Our membership nearly held steady this year, at around 400. But we continue to swim against the social tide. I could enumerate the causes for the decline of all social and service clubs–from women in the workforce to Netflix and Facebook–and I understand. Each year, I’ve weighed the cost of the City Club’s dues (now around $1,000 a year; it could be less if we had more members) against my thin budget and other priorities, but I always conclude that I get much more out of it than it costs.

“I’ve been a member of many nonprofit groups since my retirement twenty years ago,” my predecessor, Susan Smith Gray, told me, “but none has given me the pleasure and friendships I’ve found at the City Club. I really believe this is a unique meeting place in our community.” Susan, who was an actuary and benefits consultant, is so committed to the club that she agreed to serve two years as president.

Susan and I have a lot of friends outside the club, and we can do other fun stuff elsewhere. But the benefit is not in the doing, it’s in the connecting. Seeing the same people each week creates a shared commitment that feeds the soul. I helped start a poetry group, and we’ve grown so devoted to each other that, when one member moved away, her last meeting was like a wake. When I did a book reading at Nicola’s in February, many club members were in the audience. And I would bet you any amount that if my husband or I got sick, club members would be the first at my door with a casserole.

“The friendships I’ve made at the club are more meaningful than in other social groups I’m in,” says one of my friends in the poetry group, Kathleen Fitzgerald. A local investment professional, Kathleen faces plenty of time pressures but says that involvement in the club enhances her life. “There’s a lot of wisdom and know-how among the younger and older members. They are a source of ideas, information, creativity, and encouragement, and it’s easy to access that know-how when we come together at the club.”

Past president Barb Pomey, who now heads up our community outreach activities, taps that know-how when deciding what nonprofits we should support each year (we make a financial contribution to one and encourage members to volunteer with others). “I like the process of people coming together to learn about what’s going on in the community,” Barb says. “We hear about issues and efforts we weren’t aware of. Writing a check is nice, but working on a project together with people you like and respect adds another dimension.”

“The benefit for me is staying intellectually engaged,” says Tom Kenney, a retired Ford research engineer who is currently the club’s treasurer. Looking at Tom’s financial analyses has been like a business course for me. During his career, he assessed the financial implications and functional benefits of new vehicle technologies, and he’s pleased to apply some of that experience at the club.

When I see our members pore over the bookkeeping, watch them organize an annual public event like our home tour or flea market, or see the care they take in maintaining our historic building, I’m awed at their talents and intelligence. I can’t believe how fortunate I am to work with them. I do know that I wouldn’t have met these people otherwise; our occupational circles wouldn’t overlap.

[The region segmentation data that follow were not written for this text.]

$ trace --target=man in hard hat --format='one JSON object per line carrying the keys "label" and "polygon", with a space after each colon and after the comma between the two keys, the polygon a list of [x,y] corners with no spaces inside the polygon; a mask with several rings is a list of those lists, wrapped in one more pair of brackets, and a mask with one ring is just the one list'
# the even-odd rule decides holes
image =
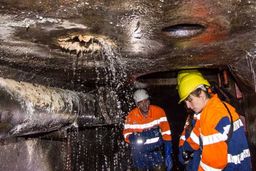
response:
{"label": "man in hard hat", "polygon": [[200,149],[198,171],[250,171],[250,154],[244,126],[235,109],[209,94],[208,81],[198,74],[183,77],[178,85],[179,103],[201,113],[192,136],[183,144],[185,150]]}
{"label": "man in hard hat", "polygon": [[123,134],[130,143],[134,171],[165,171],[159,147],[164,144],[164,163],[169,171],[172,167],[171,131],[163,110],[150,105],[145,90],[137,90],[134,94],[136,108],[128,114]]}

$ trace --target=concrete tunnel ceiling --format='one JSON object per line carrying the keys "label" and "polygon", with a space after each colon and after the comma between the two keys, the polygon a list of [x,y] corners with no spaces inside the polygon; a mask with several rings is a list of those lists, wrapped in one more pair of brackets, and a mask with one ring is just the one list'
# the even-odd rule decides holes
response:
{"label": "concrete tunnel ceiling", "polygon": [[87,93],[207,68],[227,69],[244,93],[256,91],[254,1],[15,0],[0,7],[4,78]]}

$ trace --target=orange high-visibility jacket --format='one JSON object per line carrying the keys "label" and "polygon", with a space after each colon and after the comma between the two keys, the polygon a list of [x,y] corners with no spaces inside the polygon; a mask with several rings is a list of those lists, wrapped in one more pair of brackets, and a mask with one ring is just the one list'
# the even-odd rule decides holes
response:
{"label": "orange high-visibility jacket", "polygon": [[[179,147],[180,147],[181,146],[183,145],[183,143],[184,143],[184,142],[185,141],[185,140],[186,140],[186,139],[187,138],[188,138],[188,137],[186,137],[186,131],[186,131],[188,128],[188,125],[189,124],[192,124],[192,123],[189,123],[189,116],[188,116],[188,117],[187,118],[187,119],[186,120],[186,123],[185,124],[185,126],[184,127],[184,130],[183,130],[183,131],[182,131],[182,133],[181,133],[181,134],[180,135],[180,141],[179,142]],[[195,123],[196,123],[196,122],[197,122],[198,120],[200,120],[200,114],[194,114],[194,116],[193,117],[193,120],[195,120]],[[195,136],[195,135],[194,135],[193,134],[193,132],[191,133],[191,135],[193,136]],[[189,135],[189,136],[190,136],[190,135]],[[197,139],[198,140],[198,141],[199,142],[199,137],[195,137],[195,138],[197,138]]]}
{"label": "orange high-visibility jacket", "polygon": [[172,140],[171,131],[168,121],[164,110],[159,107],[149,105],[148,117],[145,117],[137,107],[132,110],[126,117],[123,134],[125,140],[130,143],[128,139],[130,134],[135,132],[141,132],[145,129],[150,129],[159,125],[163,139]]}
{"label": "orange high-visibility jacket", "polygon": [[198,171],[251,170],[250,155],[242,123],[235,108],[225,103],[231,113],[234,125],[228,145],[225,141],[227,139],[230,118],[217,94],[207,102],[193,129],[193,134],[199,137],[199,142],[190,136],[184,143],[185,146],[187,142],[194,150],[200,149]]}

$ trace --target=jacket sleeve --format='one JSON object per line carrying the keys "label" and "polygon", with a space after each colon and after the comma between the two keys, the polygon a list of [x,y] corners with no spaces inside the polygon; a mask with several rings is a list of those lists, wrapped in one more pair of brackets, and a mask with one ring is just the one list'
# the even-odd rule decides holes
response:
{"label": "jacket sleeve", "polygon": [[200,148],[199,143],[199,120],[197,121],[195,127],[192,130],[189,137],[183,143],[184,150],[193,151],[197,150]]}
{"label": "jacket sleeve", "polygon": [[163,109],[161,109],[160,121],[159,123],[159,127],[161,129],[161,134],[164,140],[170,141],[172,140],[172,136],[171,136],[171,130],[169,123],[167,120],[167,118],[165,114]]}
{"label": "jacket sleeve", "polygon": [[133,129],[131,128],[132,125],[131,124],[131,119],[130,117],[130,115],[128,114],[126,117],[125,123],[124,130],[123,131],[123,135],[125,138],[125,141],[128,143],[130,143],[130,141],[128,139],[129,136],[134,133]]}
{"label": "jacket sleeve", "polygon": [[185,126],[184,126],[184,130],[182,131],[181,133],[181,135],[180,135],[180,141],[179,142],[179,147],[183,145],[183,144],[184,143],[184,142],[186,140],[186,130],[188,128],[188,124],[189,124],[189,117],[188,117],[186,121],[186,123],[185,124]]}
{"label": "jacket sleeve", "polygon": [[225,141],[227,139],[230,122],[227,116],[220,119],[218,117],[212,120],[217,121],[215,126],[206,123],[201,129],[203,146],[200,165],[206,171],[221,171],[227,164],[227,145]]}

And, yes, I’ve gotten many clients through my connections there. Why more businesspeople, nonprofit executives, development officers, and freelancers of all sorts aren’t joining these kinds of clubs dumbfounds me. This intense networking is a kind of marketing that takes time, but the potential rewards are great, and it’s much more fun than buying ads or posting to LinkedIn.

Clearly, I’m not going to change society in my one year as president of one club. But the reasons these clubs were created–to connect people across the community, to build friendships and business relationships, to organize and fund charitable activities–are all still needed, perhaps more than ever. And I can tell you from experience that our and other longstanding clubs know how to do this. We just need more people.